Tag Archives: Thoughts

These forgotten shreds of plastic helped a photographer mourn his mom

Simple, beautiful and emotional. There are still great ideas and photographs out there just waiting to be made. 😊  Pelle

© Wes Bell, and the article was found in The Washington Post.

https://www.washingtonpost.com/news/in-sight/wp/2017/03/13/these-forgotten-shreds-of-plastic-helped-a-photographer-mourn-his-mom/

Wes Bell’s series “Snag,” inspired by the death of his mother, takes a beautiful and simple idea and infuses an ordinary scene with great emotional power. There is beauty, loss and poetry in every frame. After 20 years in New York working as an international fashion photographer, Bell returned to his birthplace and to fine-art photography in Alberta, Canada.

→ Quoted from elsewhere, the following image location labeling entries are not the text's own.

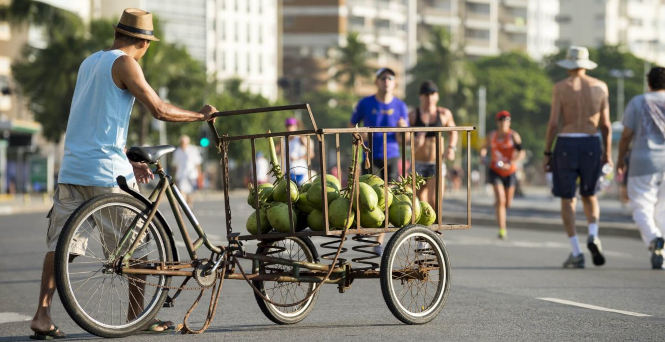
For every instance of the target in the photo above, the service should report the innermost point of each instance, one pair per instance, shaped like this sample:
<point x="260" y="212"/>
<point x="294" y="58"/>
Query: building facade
<point x="635" y="24"/>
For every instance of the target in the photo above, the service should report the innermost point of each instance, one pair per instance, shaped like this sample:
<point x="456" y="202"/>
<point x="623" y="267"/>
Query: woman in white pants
<point x="644" y="129"/>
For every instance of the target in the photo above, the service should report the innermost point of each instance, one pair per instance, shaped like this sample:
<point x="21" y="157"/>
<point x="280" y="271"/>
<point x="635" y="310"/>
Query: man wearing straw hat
<point x="108" y="81"/>
<point x="579" y="110"/>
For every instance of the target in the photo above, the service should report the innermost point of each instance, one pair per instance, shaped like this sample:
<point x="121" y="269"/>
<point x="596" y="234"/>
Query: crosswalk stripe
<point x="593" y="307"/>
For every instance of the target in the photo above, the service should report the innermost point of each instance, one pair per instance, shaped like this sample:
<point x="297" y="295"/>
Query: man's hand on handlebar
<point x="207" y="112"/>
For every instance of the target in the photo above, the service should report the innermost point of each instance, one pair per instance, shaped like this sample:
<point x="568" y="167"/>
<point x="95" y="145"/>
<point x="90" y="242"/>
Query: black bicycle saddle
<point x="148" y="154"/>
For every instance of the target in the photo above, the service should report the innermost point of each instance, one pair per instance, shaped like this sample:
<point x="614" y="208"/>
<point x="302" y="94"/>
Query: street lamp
<point x="620" y="74"/>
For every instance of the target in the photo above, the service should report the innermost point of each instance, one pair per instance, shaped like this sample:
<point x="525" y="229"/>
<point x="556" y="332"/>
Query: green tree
<point x="448" y="68"/>
<point x="352" y="62"/>
<point x="519" y="85"/>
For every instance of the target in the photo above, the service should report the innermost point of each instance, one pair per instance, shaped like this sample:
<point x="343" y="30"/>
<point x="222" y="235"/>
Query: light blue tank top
<point x="97" y="127"/>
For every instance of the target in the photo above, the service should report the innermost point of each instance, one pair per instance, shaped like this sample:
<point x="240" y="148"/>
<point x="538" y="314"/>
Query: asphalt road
<point x="501" y="290"/>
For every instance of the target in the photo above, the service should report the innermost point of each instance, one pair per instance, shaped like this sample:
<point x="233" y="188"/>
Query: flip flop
<point x="52" y="334"/>
<point x="165" y="325"/>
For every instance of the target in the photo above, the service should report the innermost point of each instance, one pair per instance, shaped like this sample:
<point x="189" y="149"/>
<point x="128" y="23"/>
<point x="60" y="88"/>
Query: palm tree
<point x="352" y="62"/>
<point x="447" y="67"/>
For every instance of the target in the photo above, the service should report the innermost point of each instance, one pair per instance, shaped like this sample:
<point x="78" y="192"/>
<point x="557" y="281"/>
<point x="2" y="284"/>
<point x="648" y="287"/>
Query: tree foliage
<point x="519" y="85"/>
<point x="448" y="68"/>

In describing this work, Bell said: “Three years ago, I was leaving for the airport after saying goodbye to my mother. She was dying of cancer. On the long drive across the Alberta prairie, I found myself distracted by flapping remnants of plastic bags, caught in barbed-wire fences that lined the ditches. Whipped violently by the wind, they were left shredded and lacerated, but trapped nonetheless in the no man’s land of boundary fences, neither here nor there. Thinking about mortality, pain and death in the context of my mother’s terminal illness, these forgotten shreds of plastic took on a deeper significance — Snag.”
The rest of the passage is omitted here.